It’s important to note the type of customer we want at this stage. We want early adopters. We want customers who are feeling pain in the entrepreneur’s area of expertise. Perhaps customers who have tried to solve the problem themselves with no success. Early adopters will give us the most useful & actionable feedback at this stage.
The customer validation step is complete when early adopters buy the product we’re offering. When customers buy, we know we have a valid product. If they don’t buy, it might be time to pivot. In this context, pivot means to change the basic assumptions of the business we’re building. We might change pricing, features, or we might change our entire approach to customers. Many startups go through several pivots before achieving success.

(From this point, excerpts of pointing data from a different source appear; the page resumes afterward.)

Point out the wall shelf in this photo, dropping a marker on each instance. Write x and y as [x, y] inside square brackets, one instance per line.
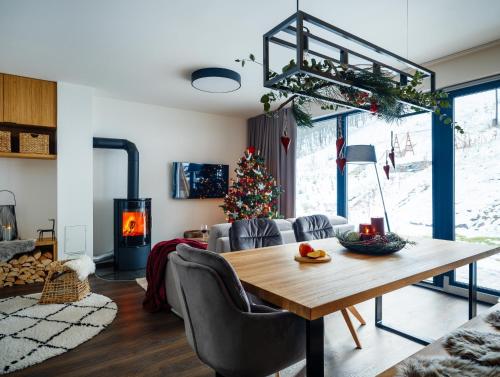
[32, 156]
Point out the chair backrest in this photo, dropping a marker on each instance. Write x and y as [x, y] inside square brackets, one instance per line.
[254, 233]
[211, 298]
[313, 227]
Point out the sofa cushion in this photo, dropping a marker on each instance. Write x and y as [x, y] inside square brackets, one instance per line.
[314, 227]
[283, 224]
[222, 268]
[254, 233]
[334, 220]
[217, 231]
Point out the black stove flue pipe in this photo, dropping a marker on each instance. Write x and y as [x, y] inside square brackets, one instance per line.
[133, 161]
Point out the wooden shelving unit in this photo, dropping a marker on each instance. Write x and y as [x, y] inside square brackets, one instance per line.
[28, 106]
[32, 156]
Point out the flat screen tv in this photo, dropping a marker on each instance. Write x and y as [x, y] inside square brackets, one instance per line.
[199, 181]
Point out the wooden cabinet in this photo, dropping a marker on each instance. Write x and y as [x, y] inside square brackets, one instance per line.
[29, 101]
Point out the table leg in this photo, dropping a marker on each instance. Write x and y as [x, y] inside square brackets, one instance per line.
[472, 290]
[315, 353]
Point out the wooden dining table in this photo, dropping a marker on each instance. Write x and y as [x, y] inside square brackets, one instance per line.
[314, 290]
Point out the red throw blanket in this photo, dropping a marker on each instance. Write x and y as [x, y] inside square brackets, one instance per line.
[156, 294]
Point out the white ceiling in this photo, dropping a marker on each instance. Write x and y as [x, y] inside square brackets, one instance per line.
[145, 50]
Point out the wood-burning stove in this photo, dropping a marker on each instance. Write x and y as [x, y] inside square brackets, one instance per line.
[132, 216]
[132, 233]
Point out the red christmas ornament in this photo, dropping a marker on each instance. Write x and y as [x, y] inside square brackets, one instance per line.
[285, 141]
[386, 170]
[341, 164]
[340, 145]
[392, 156]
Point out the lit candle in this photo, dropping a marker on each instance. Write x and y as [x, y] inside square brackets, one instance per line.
[366, 231]
[378, 225]
[7, 233]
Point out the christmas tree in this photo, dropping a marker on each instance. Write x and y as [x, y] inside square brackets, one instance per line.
[254, 192]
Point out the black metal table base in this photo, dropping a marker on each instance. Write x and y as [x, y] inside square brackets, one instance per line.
[315, 348]
[420, 340]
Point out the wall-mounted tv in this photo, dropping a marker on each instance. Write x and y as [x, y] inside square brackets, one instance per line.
[199, 181]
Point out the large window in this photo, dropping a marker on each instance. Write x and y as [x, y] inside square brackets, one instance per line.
[477, 180]
[316, 170]
[408, 191]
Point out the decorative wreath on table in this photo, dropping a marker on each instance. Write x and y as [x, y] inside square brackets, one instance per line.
[378, 245]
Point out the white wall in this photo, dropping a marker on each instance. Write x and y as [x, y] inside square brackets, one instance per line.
[162, 135]
[74, 168]
[34, 184]
[467, 65]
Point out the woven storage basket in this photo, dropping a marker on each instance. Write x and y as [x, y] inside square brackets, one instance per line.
[33, 143]
[62, 285]
[5, 145]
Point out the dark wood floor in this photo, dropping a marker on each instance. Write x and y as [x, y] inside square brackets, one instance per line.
[138, 343]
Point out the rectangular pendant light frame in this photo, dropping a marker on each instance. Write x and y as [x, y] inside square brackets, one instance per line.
[301, 35]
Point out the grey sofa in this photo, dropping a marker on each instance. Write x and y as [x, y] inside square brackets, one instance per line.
[218, 241]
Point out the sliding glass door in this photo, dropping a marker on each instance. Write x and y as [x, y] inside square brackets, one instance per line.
[316, 170]
[477, 179]
[408, 191]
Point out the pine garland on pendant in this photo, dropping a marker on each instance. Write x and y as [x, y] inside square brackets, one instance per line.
[254, 192]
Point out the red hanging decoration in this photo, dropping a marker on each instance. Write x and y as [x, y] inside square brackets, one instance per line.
[285, 141]
[386, 166]
[341, 164]
[386, 170]
[392, 156]
[340, 145]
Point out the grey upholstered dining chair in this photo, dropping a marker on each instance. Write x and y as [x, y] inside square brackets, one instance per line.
[227, 332]
[315, 227]
[254, 233]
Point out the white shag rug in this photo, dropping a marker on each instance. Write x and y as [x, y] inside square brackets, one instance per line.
[31, 333]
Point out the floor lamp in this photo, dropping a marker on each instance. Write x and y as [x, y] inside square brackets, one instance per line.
[365, 154]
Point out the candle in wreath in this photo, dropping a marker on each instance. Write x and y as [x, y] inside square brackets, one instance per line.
[366, 231]
[378, 225]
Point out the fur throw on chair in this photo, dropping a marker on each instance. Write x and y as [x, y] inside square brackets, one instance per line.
[480, 347]
[473, 354]
[494, 319]
[443, 367]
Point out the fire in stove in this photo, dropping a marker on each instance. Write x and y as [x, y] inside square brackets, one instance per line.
[133, 224]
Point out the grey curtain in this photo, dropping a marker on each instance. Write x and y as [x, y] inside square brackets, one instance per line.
[264, 132]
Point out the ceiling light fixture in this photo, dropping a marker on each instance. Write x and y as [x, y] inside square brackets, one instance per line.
[216, 80]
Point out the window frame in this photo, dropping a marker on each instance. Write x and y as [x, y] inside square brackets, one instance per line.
[443, 179]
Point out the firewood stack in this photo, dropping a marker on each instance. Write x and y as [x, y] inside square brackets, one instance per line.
[26, 268]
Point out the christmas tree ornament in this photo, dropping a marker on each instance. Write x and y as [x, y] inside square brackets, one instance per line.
[392, 156]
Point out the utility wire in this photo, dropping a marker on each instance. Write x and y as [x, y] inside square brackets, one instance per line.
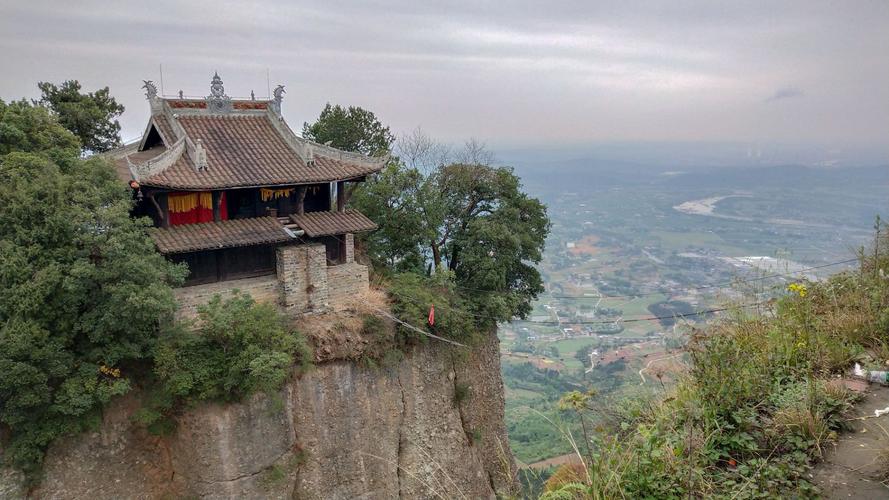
[414, 328]
[610, 322]
[701, 287]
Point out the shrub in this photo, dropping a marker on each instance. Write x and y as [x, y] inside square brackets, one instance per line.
[235, 348]
[82, 288]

After we’ve discovered customers, and after we’ve gone through customer validation, it’s time to create more customers. Our initial customers were the early adopters and innovators. In the customer creation step, we move beyond our initial customers into the majority. At this point we begin to spend money on marketing.
After we’ve gone through the first three customer-oriented steps, we build the company. Now it’s time to spend money on infrastructure, warehouses, expensive customized software… anything we need to scale the company as large as we can. Notice that we don’t try to scale until after we figure out how to develop a steady supply of customers.
That’s Not All…
We live in a time of continuous & rapid change. Once a business has become successful with The Four Steps, it’s important to remain watchful for new opportunities. Good companies become great when they execute consistently over time.